Recall what happened to your landscape in 2017 and 2018, and this makes the point. Could some of the problems have been prevented? Sure, but in some situations you might have fought a losing battle when you consider the deluge of rain during 2018. Therefore, it is important to recognize that shrubs must deal with the challenges of nature and at times you need to “intervene” in order for your plants to survive. A word of caution is in order regarding plant tags because they often have limited information. In this regard, consider doing your own internet search before you buy plants.
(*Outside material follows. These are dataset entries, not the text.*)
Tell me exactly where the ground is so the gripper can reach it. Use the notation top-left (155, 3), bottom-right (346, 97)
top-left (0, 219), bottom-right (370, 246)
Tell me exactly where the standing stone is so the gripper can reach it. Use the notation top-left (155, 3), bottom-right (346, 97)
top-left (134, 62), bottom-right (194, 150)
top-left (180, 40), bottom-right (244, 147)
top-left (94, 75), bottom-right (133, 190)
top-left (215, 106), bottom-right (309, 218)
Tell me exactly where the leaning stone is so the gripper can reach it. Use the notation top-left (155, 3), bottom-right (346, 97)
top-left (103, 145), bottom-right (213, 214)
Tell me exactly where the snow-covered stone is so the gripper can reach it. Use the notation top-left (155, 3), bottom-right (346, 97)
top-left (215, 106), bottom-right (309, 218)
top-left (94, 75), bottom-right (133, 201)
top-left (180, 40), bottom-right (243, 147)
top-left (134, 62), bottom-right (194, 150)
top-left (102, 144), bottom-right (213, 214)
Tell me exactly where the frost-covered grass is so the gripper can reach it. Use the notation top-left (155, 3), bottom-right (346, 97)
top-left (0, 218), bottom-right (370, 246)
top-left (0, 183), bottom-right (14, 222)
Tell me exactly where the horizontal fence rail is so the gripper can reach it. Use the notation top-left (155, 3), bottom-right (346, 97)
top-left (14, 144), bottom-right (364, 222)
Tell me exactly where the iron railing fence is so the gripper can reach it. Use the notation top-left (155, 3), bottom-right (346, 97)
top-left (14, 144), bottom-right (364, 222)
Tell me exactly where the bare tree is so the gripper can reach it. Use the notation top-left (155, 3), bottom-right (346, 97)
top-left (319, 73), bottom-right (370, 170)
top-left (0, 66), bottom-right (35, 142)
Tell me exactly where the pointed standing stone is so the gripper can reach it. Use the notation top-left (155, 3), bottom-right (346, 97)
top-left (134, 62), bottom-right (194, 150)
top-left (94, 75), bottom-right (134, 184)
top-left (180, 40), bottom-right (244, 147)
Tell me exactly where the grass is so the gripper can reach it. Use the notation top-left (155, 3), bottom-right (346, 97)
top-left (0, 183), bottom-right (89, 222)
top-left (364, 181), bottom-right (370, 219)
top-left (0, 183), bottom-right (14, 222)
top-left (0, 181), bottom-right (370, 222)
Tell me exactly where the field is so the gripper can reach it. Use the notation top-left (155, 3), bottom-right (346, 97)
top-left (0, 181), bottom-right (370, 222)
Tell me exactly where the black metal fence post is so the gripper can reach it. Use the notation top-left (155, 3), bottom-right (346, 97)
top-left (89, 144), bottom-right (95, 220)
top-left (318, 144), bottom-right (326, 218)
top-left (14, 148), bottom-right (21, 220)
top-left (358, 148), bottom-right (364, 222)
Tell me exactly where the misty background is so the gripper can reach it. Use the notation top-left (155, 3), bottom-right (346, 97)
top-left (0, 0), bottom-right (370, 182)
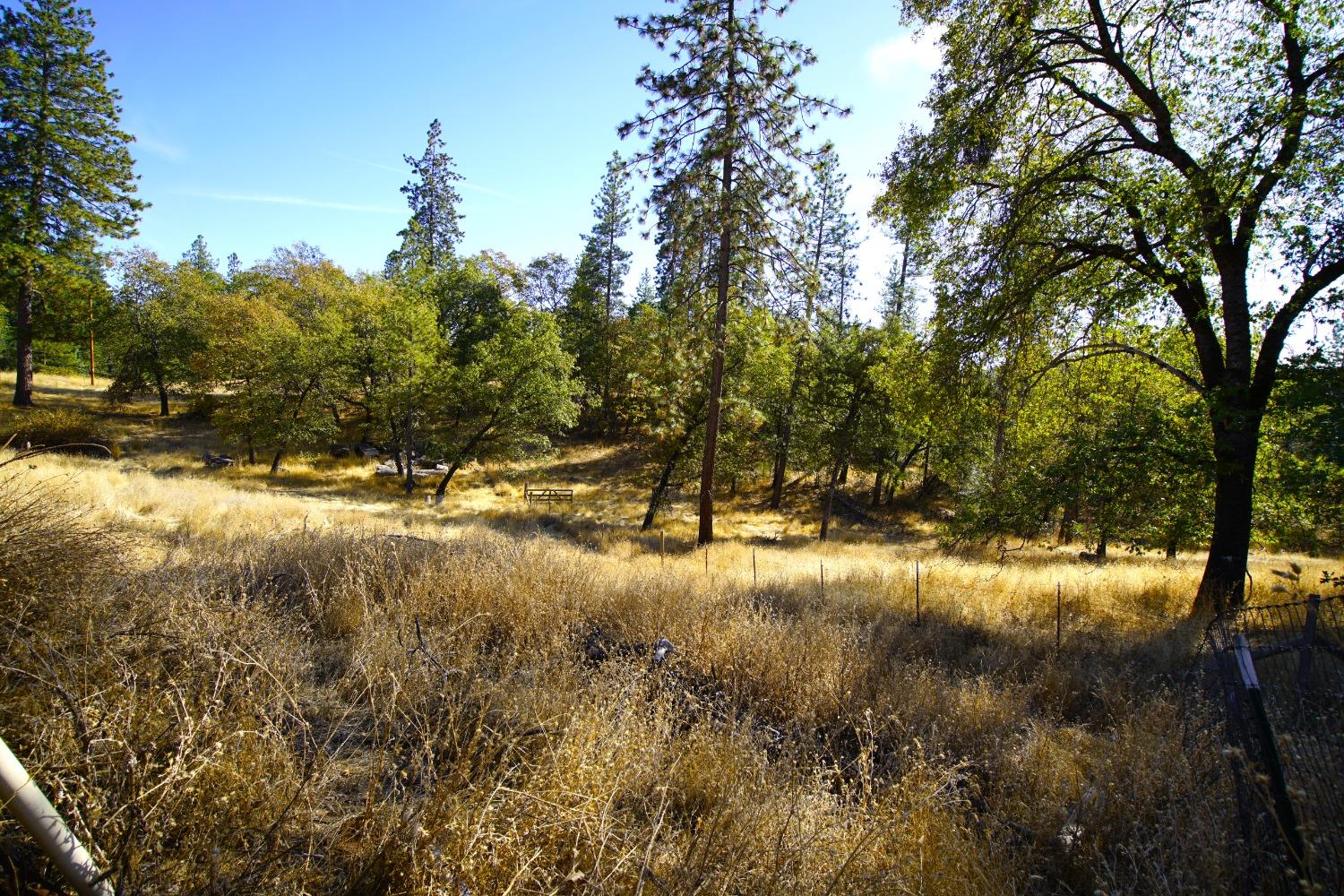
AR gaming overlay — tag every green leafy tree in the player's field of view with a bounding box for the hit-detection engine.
[879,0,1344,610]
[617,0,843,544]
[1255,348,1344,556]
[108,248,220,417]
[387,118,462,274]
[771,145,857,509]
[182,234,218,277]
[523,253,574,314]
[0,0,144,406]
[432,307,578,503]
[561,153,631,434]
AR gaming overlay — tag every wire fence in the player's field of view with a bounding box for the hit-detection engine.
[1206,595,1344,893]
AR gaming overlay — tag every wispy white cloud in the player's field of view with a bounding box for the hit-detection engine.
[317,149,406,175]
[868,27,943,87]
[185,191,406,215]
[459,180,523,202]
[134,132,187,161]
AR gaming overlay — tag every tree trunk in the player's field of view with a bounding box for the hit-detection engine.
[696,0,738,544]
[1195,417,1260,613]
[771,345,803,511]
[155,371,168,417]
[640,449,682,532]
[435,457,462,506]
[820,390,863,541]
[1059,500,1078,546]
[435,426,495,506]
[402,411,416,495]
[13,270,35,407]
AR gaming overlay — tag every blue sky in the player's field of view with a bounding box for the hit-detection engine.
[85,0,937,322]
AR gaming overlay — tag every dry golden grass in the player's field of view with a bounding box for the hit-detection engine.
[0,370,1328,895]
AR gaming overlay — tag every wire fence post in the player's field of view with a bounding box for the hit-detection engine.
[1055,582,1064,650]
[916,560,922,625]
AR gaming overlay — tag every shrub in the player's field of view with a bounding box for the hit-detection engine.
[0,409,117,457]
Of course, you can ignore some cultural admonitions, and perhaps you may be successful (lucky?) if you are into “horticultural experimentation.” Perhaps heeding the warning to plant in a protected area is actually good advice.
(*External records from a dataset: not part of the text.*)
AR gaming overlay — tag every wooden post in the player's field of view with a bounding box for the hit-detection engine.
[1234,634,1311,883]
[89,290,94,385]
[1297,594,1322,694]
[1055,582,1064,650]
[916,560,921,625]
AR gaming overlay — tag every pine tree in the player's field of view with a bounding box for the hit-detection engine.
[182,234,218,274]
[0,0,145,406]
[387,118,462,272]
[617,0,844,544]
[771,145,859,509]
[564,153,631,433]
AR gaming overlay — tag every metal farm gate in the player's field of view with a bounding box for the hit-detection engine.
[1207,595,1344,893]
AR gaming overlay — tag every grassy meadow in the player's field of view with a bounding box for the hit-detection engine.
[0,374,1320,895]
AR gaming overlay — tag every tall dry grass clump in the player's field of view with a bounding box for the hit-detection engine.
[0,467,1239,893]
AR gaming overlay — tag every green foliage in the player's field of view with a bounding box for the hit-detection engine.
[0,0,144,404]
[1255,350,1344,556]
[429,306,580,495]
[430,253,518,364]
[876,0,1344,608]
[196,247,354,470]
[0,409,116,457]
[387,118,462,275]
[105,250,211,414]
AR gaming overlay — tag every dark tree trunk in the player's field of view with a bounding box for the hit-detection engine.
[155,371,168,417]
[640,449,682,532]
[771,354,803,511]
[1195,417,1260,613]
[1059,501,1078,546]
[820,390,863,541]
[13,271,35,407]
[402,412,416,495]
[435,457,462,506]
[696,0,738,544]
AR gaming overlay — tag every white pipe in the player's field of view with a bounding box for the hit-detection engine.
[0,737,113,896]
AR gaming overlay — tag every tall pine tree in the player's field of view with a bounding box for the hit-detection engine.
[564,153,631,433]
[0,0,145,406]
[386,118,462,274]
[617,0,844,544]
The third chapter has a lot of unique information that is not often discussed; however, it is important for landscape strategy. If you have noticed the abundance of townhouse development, then you can rightly surmise how restricted the available area is for planting anything. Likewise, the footprint of many new houses leaves minimal space for planting shrubs, trees, flowers, vegetables etc. All is not lost and do not despair, if this is your situation. Consider containers, especially those with architectural interest. In addition to the ubiquitous flower arrangements, there are many miniature and dwarf conifers as well as small-sized shrubs that are suitable for a constrained planting area. “Shrubs” is especially helpful for solving the problems associated with narrow areas, steep slopes and banks. If you have less growing room, then you might consider popular upright plant alternatives. Look for a plant tag that includes the word “fastigiated.” This is a clue meaning the growth habit where branches are erect and parallel to the trunk and central leader of the plant. Another way to accommodate a limited space is to grow plants on a wall, fence or trellis. If you are lucky, you may find a garden center that carries espalier plants that have been trained to grow flat against a support. This man-made manipulation makes an interesting architectural display.
In summary, shrubs are hard-working plants in your landscape. By comparison to other plant families, shrubs are not fussy. Many other plants are short-lived and at times unreliable. Shrubs will put on a good show for many years depending on your own preferences. Giving thought and planning, there is a shrub for every season and location. This applies to size, texture, color and other considerations that are important to you. Therefore, consider shrubs as a long-term plant because most shrubs will survive for many years and at the same time provide you with enjoyment. As a final comment, the author writes “Always consider foliage first and flowers second. Leaves last far longer and are the fabric of a planting scheme; flowers are fragile embroidery.” And now you know WHY PLANT SHRUBS. They will make a difference in your landscape.